Praise for O’Sullivan’s initiative and hard work also comes from Padraic Flaherty, a Galway native who is presently treasurer of the Kilmanagh-Ballycallan-Killaloe Community Enterprise Group (KBK). He agrees with Higgins that the idea of turning the quarry into an amenity area was prompted by the example of the climbers.
“Members of the local community never really became involved with rock climbing,” says Flaherty, “but they got to know the climbers and realised that the quarry could be an asset to the community. So when the millennium celebrations came along the obvious project was to clean up the quarry.”
The seed planted by the Tyndall pioneers had now taken root. At the end of the last century ambitious plans were unveiled by KBK to turn Ballykeeffe into a multipurpose amenity while maintaining its role as one of Ireland’s leading rock climbing locations. With support from Tyndall, the community took charge of the quarry under licence from Kilkenny County Council, but only to within one metre of the cliffs, thus removing community liability for any possible climbing accidents.

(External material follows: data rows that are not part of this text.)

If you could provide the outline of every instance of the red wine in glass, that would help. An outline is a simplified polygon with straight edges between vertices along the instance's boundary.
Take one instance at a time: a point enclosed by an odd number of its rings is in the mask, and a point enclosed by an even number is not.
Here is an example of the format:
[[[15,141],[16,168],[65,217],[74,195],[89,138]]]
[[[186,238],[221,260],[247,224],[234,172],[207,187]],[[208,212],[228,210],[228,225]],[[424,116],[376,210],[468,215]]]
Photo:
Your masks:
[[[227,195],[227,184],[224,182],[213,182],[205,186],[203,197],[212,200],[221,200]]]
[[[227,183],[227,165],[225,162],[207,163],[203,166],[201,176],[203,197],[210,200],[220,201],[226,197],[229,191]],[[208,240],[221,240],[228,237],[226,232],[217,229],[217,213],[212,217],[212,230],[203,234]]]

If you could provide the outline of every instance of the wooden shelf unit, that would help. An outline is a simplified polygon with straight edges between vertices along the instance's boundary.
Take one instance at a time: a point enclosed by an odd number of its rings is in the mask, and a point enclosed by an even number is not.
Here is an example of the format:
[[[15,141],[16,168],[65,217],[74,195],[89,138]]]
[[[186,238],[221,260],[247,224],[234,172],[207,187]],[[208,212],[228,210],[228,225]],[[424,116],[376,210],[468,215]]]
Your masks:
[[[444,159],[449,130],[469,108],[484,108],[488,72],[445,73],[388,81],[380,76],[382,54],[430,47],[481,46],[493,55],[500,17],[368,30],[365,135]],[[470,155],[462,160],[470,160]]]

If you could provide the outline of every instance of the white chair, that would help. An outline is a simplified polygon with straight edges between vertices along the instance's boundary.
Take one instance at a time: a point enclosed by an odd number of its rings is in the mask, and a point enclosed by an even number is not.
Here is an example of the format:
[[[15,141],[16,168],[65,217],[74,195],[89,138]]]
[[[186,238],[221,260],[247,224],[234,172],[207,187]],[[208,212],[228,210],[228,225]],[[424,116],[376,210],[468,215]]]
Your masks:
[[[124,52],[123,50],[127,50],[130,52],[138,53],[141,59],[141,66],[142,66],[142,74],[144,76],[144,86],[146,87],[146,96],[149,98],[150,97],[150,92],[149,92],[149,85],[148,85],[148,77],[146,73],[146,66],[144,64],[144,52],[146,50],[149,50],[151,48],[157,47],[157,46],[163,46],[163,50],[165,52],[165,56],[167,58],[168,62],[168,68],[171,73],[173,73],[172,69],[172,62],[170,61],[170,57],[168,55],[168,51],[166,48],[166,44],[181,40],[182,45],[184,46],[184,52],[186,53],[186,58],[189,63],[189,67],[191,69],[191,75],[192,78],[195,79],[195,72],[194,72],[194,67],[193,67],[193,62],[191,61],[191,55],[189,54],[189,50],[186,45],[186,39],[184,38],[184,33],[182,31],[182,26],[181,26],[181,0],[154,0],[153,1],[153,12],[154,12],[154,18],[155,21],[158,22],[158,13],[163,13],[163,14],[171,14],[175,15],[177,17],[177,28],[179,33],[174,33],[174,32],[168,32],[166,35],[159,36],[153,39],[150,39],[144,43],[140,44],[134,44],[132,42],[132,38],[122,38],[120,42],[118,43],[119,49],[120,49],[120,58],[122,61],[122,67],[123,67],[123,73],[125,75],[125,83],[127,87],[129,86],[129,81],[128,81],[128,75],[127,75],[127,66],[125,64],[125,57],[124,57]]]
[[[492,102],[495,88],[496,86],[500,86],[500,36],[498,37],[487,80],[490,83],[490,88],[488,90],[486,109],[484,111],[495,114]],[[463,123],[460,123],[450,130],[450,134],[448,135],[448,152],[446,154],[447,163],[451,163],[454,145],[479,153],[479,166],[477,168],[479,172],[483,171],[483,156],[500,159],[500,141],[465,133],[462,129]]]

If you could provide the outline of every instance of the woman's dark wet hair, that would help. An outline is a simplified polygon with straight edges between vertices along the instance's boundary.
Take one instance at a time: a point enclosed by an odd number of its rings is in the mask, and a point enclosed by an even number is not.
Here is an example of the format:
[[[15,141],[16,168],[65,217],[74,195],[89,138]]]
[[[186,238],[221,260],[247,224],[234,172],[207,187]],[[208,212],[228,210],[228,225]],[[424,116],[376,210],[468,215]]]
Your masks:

The rubbish, the beet and the car wrecks were removed; financial support of about €150,000 was obtained from State agencies, another €50,000 from the local community. Soon the once decrepit quarry was transformed into a unique auditorium representing one of Ireland’s most innovative community projects. But how did the idea come about? What persuaded a small, hurling-mad community in rural west Kilkenny to invest so much time and money in an ambitious project normally associated with sunnier climates? According to Flaherty, several ideas were considered, including an amenity lake in the quarry, but when landscape architect Desmond Fitzgerald was retained by KBK, he suggested an amphitheatre to take advantage of the spectacular setting and unique acoustics. “Some of us were already aware of the Minack Theatre, a very successful cliff-top amphitheatre in Cornwall, so we readily accepted the idea and you could say that Ballykeeffe is modelled on Minack,” says Flaherty.
THE PASSAGE OF time has certainly proved the value of the idea. Ballykeeffe has become hugely popular as a venue for theatrical presentations and concerts, and performers such as Andy Irvine, Anúna, Kila, Cora Venus Lunny and Nóirín Ní Riain have praised the great acoustics and unique atmosphere.
“There can’t be anywhere else like Ballykeeffe in Ireland,” says Moya Brennan, who has performed at the venue. “Playing there was a pleasure – it’s intimate and easy to connect with the audience, but at the same time there’s a sense of grandeur and drama beneath the magnificent rock face.”
This summer’s amphitheatre programme begins tomorrow at 3pm with Cinderella – a family show presented by Chapterhouse Theatre Company. Over the August bank holiday weekend, choral group Anúna will perform on Saturday followed on Sunday by an outdoor céilí. Events continue in August with English rock band Oliver/Dawson Saxon playing on the 14th; and the summer programme concludes on the 15th with the Rafter Family’s mix of classical and traditional music.
Ballykeeffe isn’t just a venue for concerts. It’s also been used for fun days, lectures, exhibitions and as a picnic and recreational facility by voluntary organisations, schools and outdoor activity centres. And the amphitheatre merits a visit in its own right. To soak up the atmosphere of the place just go along at a quieter time and enjoy the solitude of a walk in the Dúchas-managed nature reserve, followed, perhaps, by a picnic while watching the climbers in action. And at some stage it will surely cross your mind that this innovative community project represents an example of how modest amounts of taxpayers’ money have been spent to excellent effect.